Introduction
Overview
Confident AI offers end users and internal annotators to leave human annotations on traces, spans, and threads monitored. Confident AI provides a centralized place for even non-technical teams to:
- Annotate datasets
- Keep track of end user feedback
- Align metrics with human judgement
- Leave annotations for other stakeholders to internall review
Without real humans giving feedback to an LLM system, evals are no better than vibe-coding.
Human-in-the-loop is one of the most important workflows in an LLM evaluation pipeline.
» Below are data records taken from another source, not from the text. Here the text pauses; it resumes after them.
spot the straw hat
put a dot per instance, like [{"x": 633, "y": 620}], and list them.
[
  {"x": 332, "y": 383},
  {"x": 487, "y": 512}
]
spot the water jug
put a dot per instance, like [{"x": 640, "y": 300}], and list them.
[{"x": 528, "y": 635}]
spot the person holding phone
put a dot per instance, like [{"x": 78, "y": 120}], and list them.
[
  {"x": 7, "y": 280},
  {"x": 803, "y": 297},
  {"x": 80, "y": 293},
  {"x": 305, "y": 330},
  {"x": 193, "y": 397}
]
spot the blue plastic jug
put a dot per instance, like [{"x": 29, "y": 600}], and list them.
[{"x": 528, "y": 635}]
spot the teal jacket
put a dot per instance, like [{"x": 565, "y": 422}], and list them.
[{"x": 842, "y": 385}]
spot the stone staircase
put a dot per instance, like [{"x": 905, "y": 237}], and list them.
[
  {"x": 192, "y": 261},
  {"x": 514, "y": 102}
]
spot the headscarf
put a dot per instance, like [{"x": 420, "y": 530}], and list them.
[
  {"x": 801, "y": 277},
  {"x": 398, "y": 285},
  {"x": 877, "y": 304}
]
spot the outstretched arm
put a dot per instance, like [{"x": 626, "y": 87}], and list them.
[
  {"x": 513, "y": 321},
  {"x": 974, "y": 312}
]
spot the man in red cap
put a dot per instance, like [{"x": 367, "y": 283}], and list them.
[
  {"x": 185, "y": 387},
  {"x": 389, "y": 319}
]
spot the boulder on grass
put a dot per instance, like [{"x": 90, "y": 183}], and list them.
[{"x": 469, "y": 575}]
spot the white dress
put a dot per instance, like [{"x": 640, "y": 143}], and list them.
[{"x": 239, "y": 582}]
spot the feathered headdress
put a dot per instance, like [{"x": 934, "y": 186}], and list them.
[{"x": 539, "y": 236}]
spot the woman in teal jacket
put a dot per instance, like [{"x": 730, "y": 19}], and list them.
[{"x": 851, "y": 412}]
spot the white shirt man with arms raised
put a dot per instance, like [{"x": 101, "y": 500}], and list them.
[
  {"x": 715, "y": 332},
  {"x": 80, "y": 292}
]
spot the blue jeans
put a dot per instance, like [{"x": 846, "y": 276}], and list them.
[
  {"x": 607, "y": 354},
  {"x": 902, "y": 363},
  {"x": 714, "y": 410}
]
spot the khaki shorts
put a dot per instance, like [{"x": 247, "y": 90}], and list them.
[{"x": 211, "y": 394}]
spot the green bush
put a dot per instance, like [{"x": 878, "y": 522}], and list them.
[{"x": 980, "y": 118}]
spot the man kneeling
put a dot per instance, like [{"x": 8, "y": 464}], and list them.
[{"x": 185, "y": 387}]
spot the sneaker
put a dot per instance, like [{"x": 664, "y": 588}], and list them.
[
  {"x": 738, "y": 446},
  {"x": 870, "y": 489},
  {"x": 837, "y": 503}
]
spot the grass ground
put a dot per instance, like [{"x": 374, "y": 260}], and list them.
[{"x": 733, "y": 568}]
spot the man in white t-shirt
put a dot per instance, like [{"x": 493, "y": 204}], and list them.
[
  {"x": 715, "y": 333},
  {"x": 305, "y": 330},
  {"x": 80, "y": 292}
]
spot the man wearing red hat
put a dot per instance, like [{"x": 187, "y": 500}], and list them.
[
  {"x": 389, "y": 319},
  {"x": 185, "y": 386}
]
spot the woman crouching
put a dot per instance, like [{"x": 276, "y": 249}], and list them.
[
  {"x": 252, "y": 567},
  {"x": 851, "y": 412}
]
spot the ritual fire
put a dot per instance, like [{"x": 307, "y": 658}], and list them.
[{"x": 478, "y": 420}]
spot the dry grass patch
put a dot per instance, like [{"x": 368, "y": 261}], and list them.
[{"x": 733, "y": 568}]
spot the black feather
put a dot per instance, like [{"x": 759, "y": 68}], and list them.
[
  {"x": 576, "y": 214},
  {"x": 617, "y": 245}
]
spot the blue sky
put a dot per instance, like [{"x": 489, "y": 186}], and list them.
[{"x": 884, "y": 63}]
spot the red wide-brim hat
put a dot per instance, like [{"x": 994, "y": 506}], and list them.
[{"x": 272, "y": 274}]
This is because LLM evals automate and scale human judgements, and not replaces them.
Two-Rating System
You can mix and match two rating systems on Confident AI:
Either 0 or 1, nothing else.
Ranges from 1 - 5, inclusive.
You’ll learn how to configure both rating systems via the Evals API or UI in the following sections.
Two Ways to Leave Annotations
There are two ways to leave annotations on Confident AI:
- Must be sent through Evals API
- Python and Typescript DeepEval available
Suitable for: Those with custom feedback collection UIs that are user facing
- Can only be left on the UI
- Available on traces, spans, and threads
Suitable for: Internal domain experts, QA teams, PMs, that need to surface judgements to stakeholders
Single vs Multi-Turn
Single-turn annotation refers to an annotation that is left on a trace or span, while multi-turn refers to annotations on a thread. The only difference between a single and multi-turn annotation is single-turn annotation accepts an optional expected output, while a multi-turn one accepts an optional expected outcome.